Mr Li's employer also said in an interview yesterday that he was shocked to learn that his "model employee" had been accused of the grisly attack. Vincent Augert, an independent contractor who distributes newspapers in Edmonton, said that Mr Li was one of his most reliable carriers. "He was very punctual and always cleanly dressed," he said. "He was a very nice, polite guy. We would've had no reason to let him go before all this happened."
Mr Augert said Mr Li had worked for him since last July and caused no problems. "I had no odd suspicions about him at all." Mr Augert also said Mr Li called him two weeks ago to say he needed a day or two off to go to Winnipeg for a job interview at the end of July. He said Mr Li called him back and left a message with the dates, but never followed up after that. "That was unusual for him not to call back and then when he didn't show up for work on Tuesday we got worried," said Mr Augert, who said it was sometimes difficult to understand Mr Li because he spoke quickly and had a strong Chinese accent.

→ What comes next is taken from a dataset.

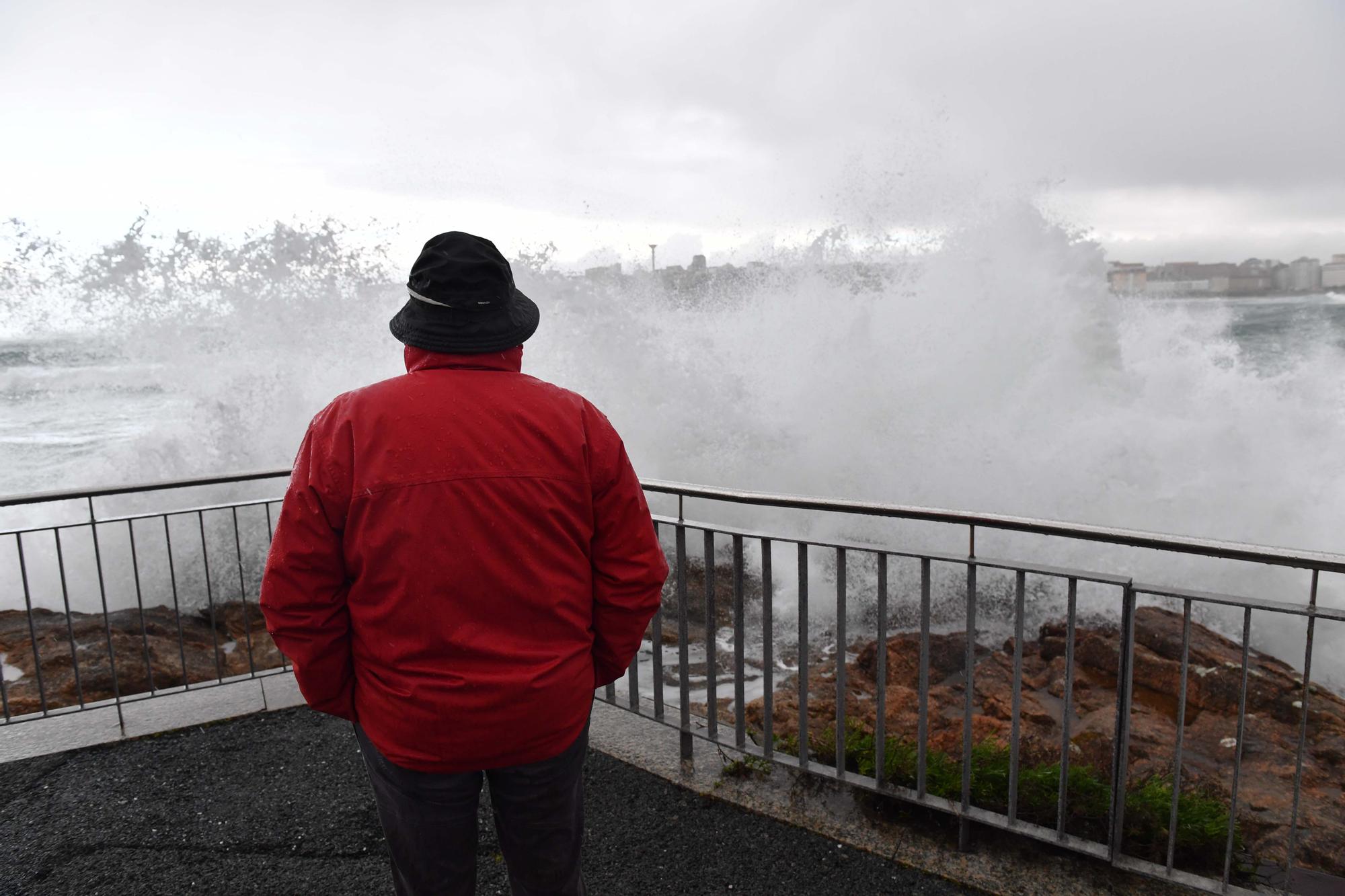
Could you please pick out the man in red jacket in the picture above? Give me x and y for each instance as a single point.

He said he called Mr Li's mobile phone on Thursday and his wife answered. She told him that she hadn't heard from Mr Li, who had told her he had to leave for a few days because of a family emergency. Mr Li, who shuffled into a courtroom on Friday in Portage la Prairie was not required to enter a plea. The prosecutor asked for a psychiatric assessment, but the judge said he wanted to give Mr Li a chance to meet with his lawyer. Mr Li's next court appearance is scheduled for Tuesday.